Evidence exists that King Nebuchadnezzar built ‘Hanging Gardens’ in ancient Babylonia in 600 BC. One of the seven ancient wonders of the world, according to legend these were baked-brick columns filled with dirt to allow large plantings and trees to root, grow, and in many cases drape downward giving the appearance of hanging. At about that same time, gardeners in China were growing dwarf trees in containers; an art called pun-tsai, which was later adopted and popularized in Japan as Bonsai.

Why pot? Adequate sunlight can be a challenge for stationary plants, but pots allow you to chase the sun. Mobility and winter protection have always been great reasons to grow plants in pots, but in modern times a more common reason is a lack of space. The pot of chives, the mixed succulent planter, the front porch cymbidium, the miniature fruit tree; these are all popular examples found in small gardens.

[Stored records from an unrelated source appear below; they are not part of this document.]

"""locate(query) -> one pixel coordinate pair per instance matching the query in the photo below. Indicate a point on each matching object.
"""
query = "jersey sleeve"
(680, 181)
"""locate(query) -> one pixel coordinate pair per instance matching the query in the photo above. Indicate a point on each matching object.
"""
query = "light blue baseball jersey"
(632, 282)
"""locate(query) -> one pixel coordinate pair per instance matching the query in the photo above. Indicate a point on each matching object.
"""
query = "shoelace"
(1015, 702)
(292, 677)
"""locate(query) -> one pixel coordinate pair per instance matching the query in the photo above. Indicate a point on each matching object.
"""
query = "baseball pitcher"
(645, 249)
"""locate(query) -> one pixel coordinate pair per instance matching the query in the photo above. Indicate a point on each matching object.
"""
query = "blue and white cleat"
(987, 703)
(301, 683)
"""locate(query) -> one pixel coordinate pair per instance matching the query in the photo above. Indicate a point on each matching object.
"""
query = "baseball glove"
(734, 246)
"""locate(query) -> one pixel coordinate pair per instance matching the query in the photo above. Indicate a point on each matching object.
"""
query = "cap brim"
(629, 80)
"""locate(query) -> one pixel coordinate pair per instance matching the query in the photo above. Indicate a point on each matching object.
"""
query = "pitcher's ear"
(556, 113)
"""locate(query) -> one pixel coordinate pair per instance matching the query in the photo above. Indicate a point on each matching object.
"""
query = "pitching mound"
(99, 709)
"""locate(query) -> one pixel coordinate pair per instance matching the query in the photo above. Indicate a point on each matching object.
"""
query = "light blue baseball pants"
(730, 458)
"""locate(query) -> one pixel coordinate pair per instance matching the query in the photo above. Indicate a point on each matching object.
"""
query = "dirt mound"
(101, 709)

Not surprisingly, the two most common pitfalls to container gardening are too much water, or not enough water. Overwatering can happen for a variety of reasons including: drain holes that are too small, a saucer which holds too much water, frequent watering, and perhaps most important, a soil which is not suitable. Don’t succumb to the temptation to dig soil from your garden for pots! You will regret it.

Smaller pots can be susceptible to drastic changes in temperature and soil moisture. Sun on the root zone can also cause damage, and should be considered when situating each pot. Deep watering which saturates the soil mass will help, as will repotting before the roots have become matted. Remember that in all pots there will be a saturation zone at the bottom (don’t add gravel, sand, or pottery shards) and the top layer should begin to dry out slightly between waterings.

Berkeley Hort stocks a wide selection of traditional containers in many different colors and finishes. You’ll find Terra Cotta, Glazed Ceramic, Cedar, and Rice Hull styles. And finally, be open to the pure whimsy of possible containers. Consider an old boot, a coffee pot, wheelbarrow, or horse trough. Anything goes, as long as you follow the basic requirements.